JAX
Hey, this won’t be a tutorial on JAX, how to use it, or anything like that. It’s more about understanding the importance of the paradigm shift, and why it exists!
Strange useful terms
Here some useful terms that you’ll find in the following post:
JIT
It stands for Just-In-Time and refers to the compilation process. It is also called dynamic teanslation or run-time compilation, and as the name suggests, it allows the compilation during the execution of a program (i.e. at run-time) rather than before the execution.
Concretely, it’s a compiler; but it compiles only pieces that are needed to the program in the right after.
Open XLA
OpenXLA is a project that develops and governs XLA, which stands for (Accelerated Linear Algebra). It is an open-source compiler designed to improve the performance of machine learning models from popular frameworks like TensorFlow, PyTorch and guess who…. JAX!
OpenXLA framweork.
It improves and optimize the low-level computation graph across multiple hardware platforms: GPUs, CPUs and ML accelerator. The best part? The major industry-leading ML hardware and software companies build it collaboratively!
All together we obtain a framework which can be built and run anywhere since it is integrated with the leading ML frameworks and supports various backends.
Functional programming
I’ve found a super cool example on the web, that explains clearly how the paradigm shift from imperative programming (PyTorch) to functional programming (JAX)

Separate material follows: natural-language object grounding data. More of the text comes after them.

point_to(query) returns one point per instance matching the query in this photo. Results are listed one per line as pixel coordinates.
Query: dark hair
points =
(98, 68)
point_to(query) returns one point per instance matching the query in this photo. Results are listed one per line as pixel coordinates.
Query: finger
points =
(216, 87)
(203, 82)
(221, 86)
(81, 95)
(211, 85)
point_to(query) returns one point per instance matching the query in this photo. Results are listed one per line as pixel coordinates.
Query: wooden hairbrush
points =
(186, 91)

def factorialImperative(n):
acc = 1
for i in range(1, n+1):
acc = acc*i
return acc
def factorialFunctional(n):
if n == 1:
return 1
else:
return n * factorialFunctional(n-1)
There’s no more to say about that, in the former paradigm you leverage objects and variable, while in the latter you focus on pure functions (i.e. no side effects) which lead to an easier way to reason.
SPMD
Also, Single-Program Multiple-Data. It is a parallel programming model (I’m deep delving in it, so probably you can expect a post about it) where a single program is getting executed from multiple processors independently, and each of these will operate on different parts of the data.

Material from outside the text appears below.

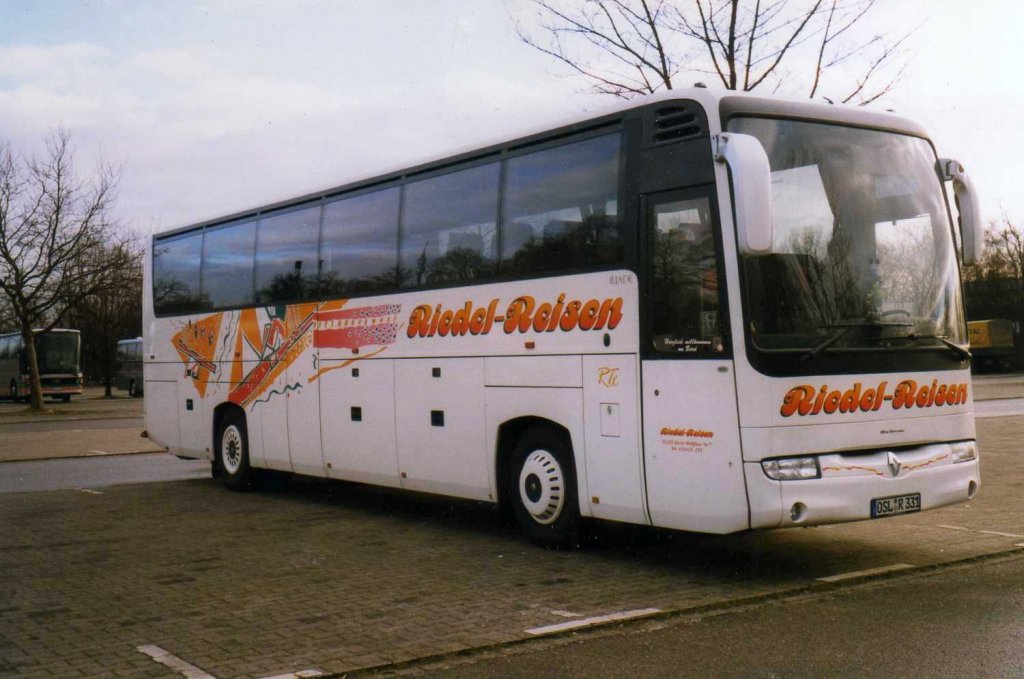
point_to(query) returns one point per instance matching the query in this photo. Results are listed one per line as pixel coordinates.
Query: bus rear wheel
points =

This turns out that each processor may follow a different execution path of the shared code depending on the data; however, the code itself is the same.
Why this matters? This model enables large-scale data processing by distributing the workloads, without the need of write separate programs for each processor. This is commonly used in libraries like MPI or OpenMP.
Just to give you a flavor using pseudocode
int id = get_process_id(); # PID
int n = total_elements / num_processes; # num of data block per process
for (int i = id * n; i < (id + 1) * n; i++) {
C[i] = A[i] + B[i];
}
here each process runs the very same code but works on different indices, determined by its id.
Cool, isn’t it?
JAX vs PyTorch
I’m a PyTorch user since (almost) always. I’m deeply nested within it’s imperative programming style. When building AI, I always choose PyTorch Lightning, for its simplicity and scaling capabilities.
I mean, can you imagine having to write .to(device) every single time? How tedious!
JK (not really), kudos for PyTorch devs!
However, this to say, that when I faced with JAX and this crappy things called functional programming, it opened a whole new world. It is completely different compared to the definition of models and classes, and to the eager (i.e. not lazy) execution of the operations.
But why do we need JAX, we have already PyTorch, is it just another framework that does the very same things ad PyTorch but in a different way? Well, not exactly, there’s a bunch of truth in saying so, but not completely.
PyTorch is more user-friendly, the imperative paradigm in general is more oriented in make everything clear and explicitly defined, which is directly linked with an ease of use and to an attraction a bigger basin of users.
So, why does JAX exists
Why someone who (for example) works in PyTorch should care about JAX, PyTorch works so well ans is really intuitive, why do someone must make its life harder with a functional framework like JAX?
It pushes computation closer to the compiler, with benefits in parallelization (SPMD was just a flavor) and hardware abstraction that are nearly impossible to obtain using imperative frameworks like PyTorch. JAX is built for performance!
That’s where the magic of things like jit, vmap, and pmap come inn. Instead of optimizing code, it lets the compiler do the hard work.
Here’s an example to show this idea:
import jax
import jax.numpy as jnp
@jax.jit
def relu(x):
return jnp.maximum(x, 0)
print(relu(jnp.ones((3, 3)) * -1))
So, what’s the point? Here JAX compiles this function ones, and then runs it on whatever device you are planning to use, CPU, GPU or TPU with (almost) no code changes! That’s a complete paradigm shift.
What makes it different
JAX takes a look at your code and applies:
-
jitfor compilation, -
gradfor automatic differentiation, -
vmapfor vectorization, -
pmapfor distributed computation,
all without changing your core logic. You are not telling your machine what to do step-by-step; you define what needs to be computed, and JAX decides how to run it efficiently.
Should you learn JAX
Do you:
- make large-scale experiments?
- perform heavy optimization?
- want to understand modern compiler-based systems?
if so, you should absolutely learn it!
And that’s the goal of such post: not to learn JAX or make JAX feel easy, but to make its design decisions make sense.